The sample mean is 2.092 while the sample standard deviation is 2.249.
The percentage of simulations within 1 standard deviation of the mean is: 90.34%

I’m limiting the below histogram to all rolls within 1 standard deviation of the mean, because once we go to 2+ standard deviations, it goes out pretty far and frankly the graph doesn’t look as good.

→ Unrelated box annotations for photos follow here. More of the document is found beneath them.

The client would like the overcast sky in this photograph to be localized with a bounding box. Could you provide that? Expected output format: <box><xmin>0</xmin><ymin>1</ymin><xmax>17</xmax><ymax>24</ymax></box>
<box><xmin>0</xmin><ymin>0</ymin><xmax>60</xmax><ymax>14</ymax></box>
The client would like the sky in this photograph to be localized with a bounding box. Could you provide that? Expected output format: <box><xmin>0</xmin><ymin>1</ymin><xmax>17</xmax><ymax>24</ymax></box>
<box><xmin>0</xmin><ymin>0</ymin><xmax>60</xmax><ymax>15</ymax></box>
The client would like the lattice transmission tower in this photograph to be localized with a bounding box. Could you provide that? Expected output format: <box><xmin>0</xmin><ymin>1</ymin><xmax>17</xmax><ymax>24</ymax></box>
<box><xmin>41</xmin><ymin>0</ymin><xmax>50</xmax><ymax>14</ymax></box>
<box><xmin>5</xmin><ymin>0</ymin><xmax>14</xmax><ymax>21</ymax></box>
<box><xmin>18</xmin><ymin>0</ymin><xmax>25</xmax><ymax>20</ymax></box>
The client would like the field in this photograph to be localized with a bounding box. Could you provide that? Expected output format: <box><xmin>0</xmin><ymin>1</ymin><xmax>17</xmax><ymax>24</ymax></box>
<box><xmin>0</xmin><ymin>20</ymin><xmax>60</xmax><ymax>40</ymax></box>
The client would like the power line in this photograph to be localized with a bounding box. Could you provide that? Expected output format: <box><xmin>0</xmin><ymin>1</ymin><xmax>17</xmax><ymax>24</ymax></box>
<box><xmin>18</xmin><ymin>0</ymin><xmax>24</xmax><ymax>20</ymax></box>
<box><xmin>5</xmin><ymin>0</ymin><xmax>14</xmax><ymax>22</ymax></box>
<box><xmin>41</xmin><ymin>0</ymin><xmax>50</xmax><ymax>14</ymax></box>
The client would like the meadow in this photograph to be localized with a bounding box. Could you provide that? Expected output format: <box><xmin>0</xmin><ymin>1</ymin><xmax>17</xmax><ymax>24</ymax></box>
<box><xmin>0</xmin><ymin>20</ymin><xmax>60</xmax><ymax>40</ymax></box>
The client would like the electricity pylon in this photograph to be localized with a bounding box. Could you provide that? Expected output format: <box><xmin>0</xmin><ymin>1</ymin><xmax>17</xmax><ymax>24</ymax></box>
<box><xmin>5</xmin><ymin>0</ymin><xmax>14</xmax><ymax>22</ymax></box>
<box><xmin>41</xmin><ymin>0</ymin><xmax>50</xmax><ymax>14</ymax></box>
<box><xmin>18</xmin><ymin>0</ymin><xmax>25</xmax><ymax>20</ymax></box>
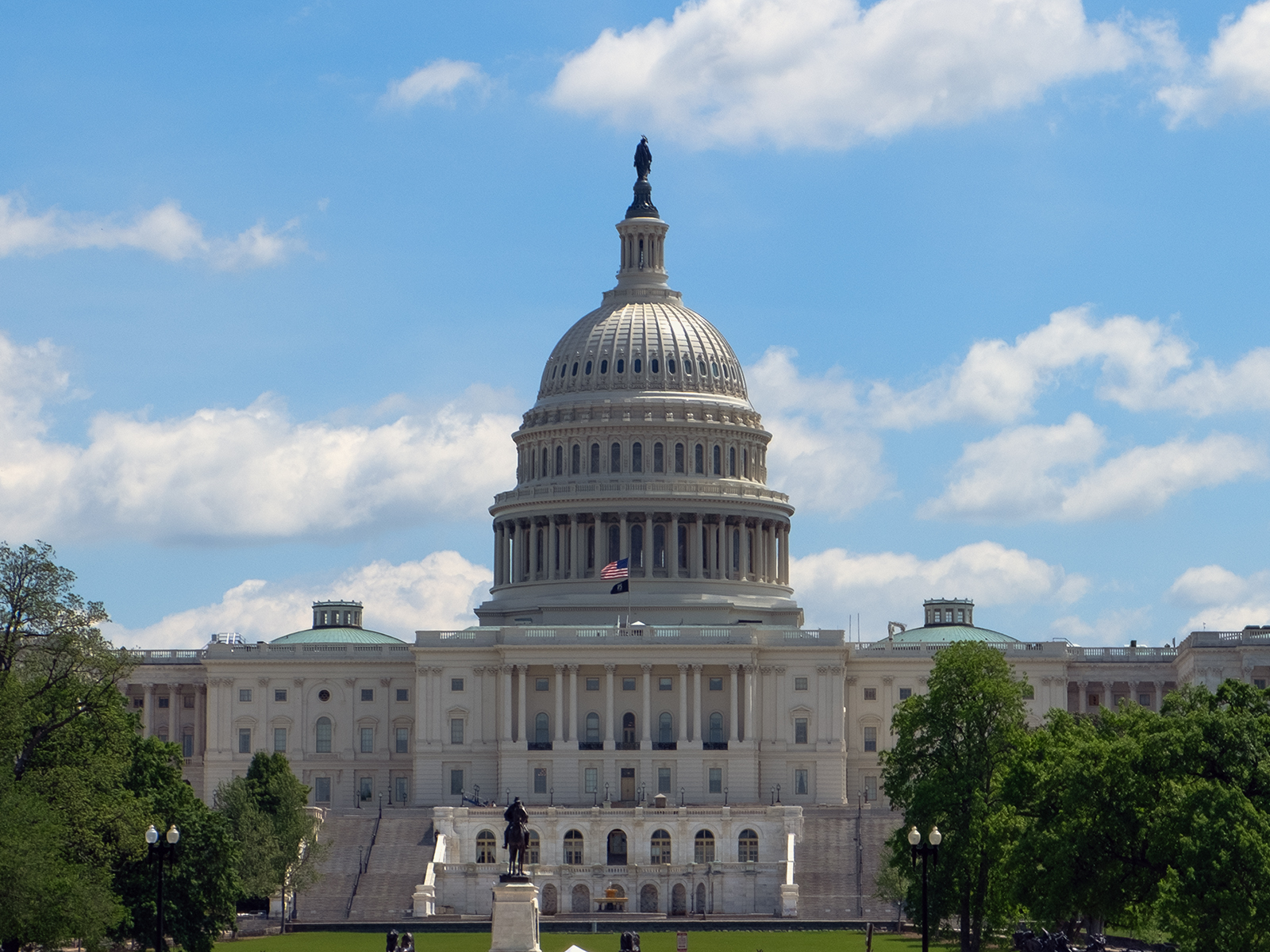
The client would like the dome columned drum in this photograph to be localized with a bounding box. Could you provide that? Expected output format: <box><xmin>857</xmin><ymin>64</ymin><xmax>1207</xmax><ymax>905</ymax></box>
<box><xmin>476</xmin><ymin>141</ymin><xmax>802</xmax><ymax>626</ymax></box>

Just keep in mind the rolls go out to the max end of the band below:

Code

# find min-max
band <- glue("{{{min(simulation_results)}, {max(simulation_results)}}}")

cat(glue("Simulations occur in a band of: {band}"))

Simulations occur in a band of: {1, 38}

Finally, below is the histogram printout.

Code

# Plot histogram
ggplot(data = data.frame(rolls = simulation_results), aes(x = rolls)) +
  geom_histogram(binwidth = 1, color = "black", fill = "#0ab8ab", alpha = 0.7) +
  geom_vline(aes(xintercept = 2.083, color = "Theoretical Value"), linetype = "solid", size = 3, alpha = 0.8) +
  geom_vline(aes(xintercept = sim_mean, color = "Simulated Mean"), linetype = "solid", size = 3, alpha = 0.8) +
  scale_color_manual(
    name = "Legend",
    values = c("Theoretical Value" = "#0035b8", "Simulated Mean" = "#316121"), # can't figure out why lines are off
    labels = c(
      #expression(E[Y] == 2.083),
      glue("Simulated Mean: {round(sim_mean, 3)}"),
      "E[Y] = 2.083"
    )
  ) +
  # Restrict x-axis to 1 standard deviation
  coord_cartesian(xlim = c(1, upper_limit)) +
  scale_x_continuous(breaks = seq(1, upper_limit, by = 1)) +
  scale_y_continuous(labels = label_comma()) +
  labs(
    title = "Distribution of Rolls Needed to Match or Exceed First Roll (4-Sided die)",
    x = "Number of Additional Rolls",
    y = "Frequency"
  ) +
  theme_minimal() +
  theme(
    panel.background = element_rect(fill = "gray50", color = NA),
    plot.background = element_rect(fill = "gray50", color = NA),
    legend.background = element_rect(fill = "gray50", color = NA)
  )

Most simulations end with \(Y = 1\), then \(Y = 2\), and so on, with the probability of \(R_n \geq X=k\) getting smaller until the end of the band.

The simulated mean and expected value are also graphed on the chart.